The Indian economy may be heading for a slowdown, according to the worrying numbers posted by automobile and fast moving consumer goods companies
Manufacturing and services benchmarks are also sending out a similar warning
Is there reason to fear a slowdown?
Considering the recent numbers reported by companies in India across several sectors, a slowdown this fiscal is a threat. Maruti Suzuki, India’s largest automobile company, has reported 18.7% weaker domestic sales in April than those a year ago. Hindustan Unilever and Dabur India have reported single-digit volume growth year-on-year in the March quarter. The aviation sector in India has also been struggling. Growth in air passenger traffic fell for four straight months till March. In a sign of weakness in the farm sector, domestic sales of Escorts’ tractors were down 18.2% to 4,986 units from those a year ago.
What are the possible reasons?
One reason is the dearth of jobs, along with job insecurity and meagre wage hikes. Note ban is also a big factor. That exercise saw a lot of money being invested in real estate and gold. Many non-banking financial companies (NBFCs) borrowed heavily when the system was flush with cash. As those construction and infrastructure projects that these NBFCs lent to got stuck for various reasons, the developers could not pay them.
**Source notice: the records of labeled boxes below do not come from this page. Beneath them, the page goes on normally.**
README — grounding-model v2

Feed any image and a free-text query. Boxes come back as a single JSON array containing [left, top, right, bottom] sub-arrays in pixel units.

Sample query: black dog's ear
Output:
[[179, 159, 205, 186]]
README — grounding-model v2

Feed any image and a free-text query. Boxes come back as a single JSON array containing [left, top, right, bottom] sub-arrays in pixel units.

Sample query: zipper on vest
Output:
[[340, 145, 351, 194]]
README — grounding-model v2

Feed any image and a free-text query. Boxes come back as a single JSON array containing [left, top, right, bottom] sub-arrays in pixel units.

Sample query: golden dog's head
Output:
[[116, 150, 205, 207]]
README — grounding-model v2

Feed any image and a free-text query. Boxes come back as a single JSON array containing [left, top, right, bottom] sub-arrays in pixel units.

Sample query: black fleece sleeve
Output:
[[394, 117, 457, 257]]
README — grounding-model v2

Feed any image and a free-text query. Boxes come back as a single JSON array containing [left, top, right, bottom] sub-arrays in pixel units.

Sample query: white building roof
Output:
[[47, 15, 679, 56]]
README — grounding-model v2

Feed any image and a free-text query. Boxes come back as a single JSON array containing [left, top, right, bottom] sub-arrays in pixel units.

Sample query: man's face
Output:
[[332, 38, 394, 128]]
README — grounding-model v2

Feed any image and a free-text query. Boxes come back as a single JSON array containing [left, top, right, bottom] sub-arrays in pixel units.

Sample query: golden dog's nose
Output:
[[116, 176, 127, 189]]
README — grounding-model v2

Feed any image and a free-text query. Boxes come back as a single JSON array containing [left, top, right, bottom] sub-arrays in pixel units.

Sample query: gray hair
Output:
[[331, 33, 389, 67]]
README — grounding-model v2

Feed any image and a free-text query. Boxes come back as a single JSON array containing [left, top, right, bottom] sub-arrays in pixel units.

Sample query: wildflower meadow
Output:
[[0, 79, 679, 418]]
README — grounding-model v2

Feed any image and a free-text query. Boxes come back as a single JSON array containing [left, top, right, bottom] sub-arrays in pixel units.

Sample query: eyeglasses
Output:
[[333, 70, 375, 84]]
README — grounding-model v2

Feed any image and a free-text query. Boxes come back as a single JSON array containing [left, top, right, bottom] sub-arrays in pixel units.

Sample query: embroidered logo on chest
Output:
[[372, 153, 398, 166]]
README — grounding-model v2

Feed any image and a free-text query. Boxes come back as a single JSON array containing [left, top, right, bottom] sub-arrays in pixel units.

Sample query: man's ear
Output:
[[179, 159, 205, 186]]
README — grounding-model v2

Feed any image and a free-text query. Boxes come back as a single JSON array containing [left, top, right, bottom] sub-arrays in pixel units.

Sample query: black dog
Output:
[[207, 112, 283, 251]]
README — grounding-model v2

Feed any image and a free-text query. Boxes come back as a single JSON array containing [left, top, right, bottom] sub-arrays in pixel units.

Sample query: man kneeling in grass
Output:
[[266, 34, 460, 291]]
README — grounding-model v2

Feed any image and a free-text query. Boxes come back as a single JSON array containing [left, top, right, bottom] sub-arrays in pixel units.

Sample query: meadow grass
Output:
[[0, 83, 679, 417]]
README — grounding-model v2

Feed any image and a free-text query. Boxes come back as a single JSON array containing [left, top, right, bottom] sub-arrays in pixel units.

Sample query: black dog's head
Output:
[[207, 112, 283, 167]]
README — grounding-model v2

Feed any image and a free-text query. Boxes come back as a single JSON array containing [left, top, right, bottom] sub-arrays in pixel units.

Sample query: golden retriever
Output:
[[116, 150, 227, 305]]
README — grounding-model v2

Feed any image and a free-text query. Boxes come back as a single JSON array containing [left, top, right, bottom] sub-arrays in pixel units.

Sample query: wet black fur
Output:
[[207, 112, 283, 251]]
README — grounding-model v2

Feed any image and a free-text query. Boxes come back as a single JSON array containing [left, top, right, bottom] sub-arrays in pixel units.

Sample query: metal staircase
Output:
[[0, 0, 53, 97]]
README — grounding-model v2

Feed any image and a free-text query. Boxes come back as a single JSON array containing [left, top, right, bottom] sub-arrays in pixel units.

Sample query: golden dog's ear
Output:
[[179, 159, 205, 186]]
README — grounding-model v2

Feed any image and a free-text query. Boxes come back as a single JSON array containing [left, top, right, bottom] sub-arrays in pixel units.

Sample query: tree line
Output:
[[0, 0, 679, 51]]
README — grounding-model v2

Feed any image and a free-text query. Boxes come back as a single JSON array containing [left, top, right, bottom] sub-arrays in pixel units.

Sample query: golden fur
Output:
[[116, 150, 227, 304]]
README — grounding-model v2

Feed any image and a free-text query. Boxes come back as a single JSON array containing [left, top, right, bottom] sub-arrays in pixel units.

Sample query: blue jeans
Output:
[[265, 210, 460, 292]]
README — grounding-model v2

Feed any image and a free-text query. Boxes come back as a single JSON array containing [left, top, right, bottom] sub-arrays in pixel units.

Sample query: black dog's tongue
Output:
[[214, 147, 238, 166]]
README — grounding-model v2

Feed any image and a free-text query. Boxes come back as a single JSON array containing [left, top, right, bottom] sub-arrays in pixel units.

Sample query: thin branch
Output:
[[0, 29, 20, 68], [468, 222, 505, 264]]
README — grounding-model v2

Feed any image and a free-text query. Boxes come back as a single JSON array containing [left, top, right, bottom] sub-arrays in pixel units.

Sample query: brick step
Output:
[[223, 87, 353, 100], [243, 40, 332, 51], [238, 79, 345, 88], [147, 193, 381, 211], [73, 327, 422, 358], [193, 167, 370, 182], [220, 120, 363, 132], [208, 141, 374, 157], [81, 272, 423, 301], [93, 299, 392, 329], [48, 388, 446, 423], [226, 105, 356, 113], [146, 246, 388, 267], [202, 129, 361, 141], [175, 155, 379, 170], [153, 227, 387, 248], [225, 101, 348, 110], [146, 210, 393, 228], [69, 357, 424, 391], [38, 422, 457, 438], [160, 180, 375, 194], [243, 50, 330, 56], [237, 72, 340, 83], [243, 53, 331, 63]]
NBFCs, in turn, could not repay the banks and mutual funds. These NBFCs are unable to lend now. This is hurting consumers, who are already worried because of job insecurity.
Are there structural reasons, too?
The reasons are more than structural. There is insecurity among people as jobs are no longer permanent. They are thus not sure where they would live next. Flat incomes are also a worry.
How do consumers respond?
Consumption patterns change. People reduce consumption of goods other than essentials. More sachets and smaller packets are bought. Some families may opt for “cord cutting", which means a reduction or doing away with DTH and cable connections. People eat out less. Low-cost houses gain demand. Families that had earlier wanted to buy three-bedroom homes settle for two-bedroom options. People fly less and use trains. All this can hurt companies, leading to job losses as factories need fewer workers to run them.
Is there another devil around?
A lot depends on the monsoon and the new government’s policies. The Met department has predicted near normal rains, while private forecaster Skymet expects a below normal monsoon. If Skymet is correct, farm incomes would be further stressed, adding to the agrarian crisis. Incomes of consumer goods firms would be adversely affected. Inflation could rise and so could government borrowing, further crowding out private investment. Much depends on how the new government tackles the crisis affecting NBFCs.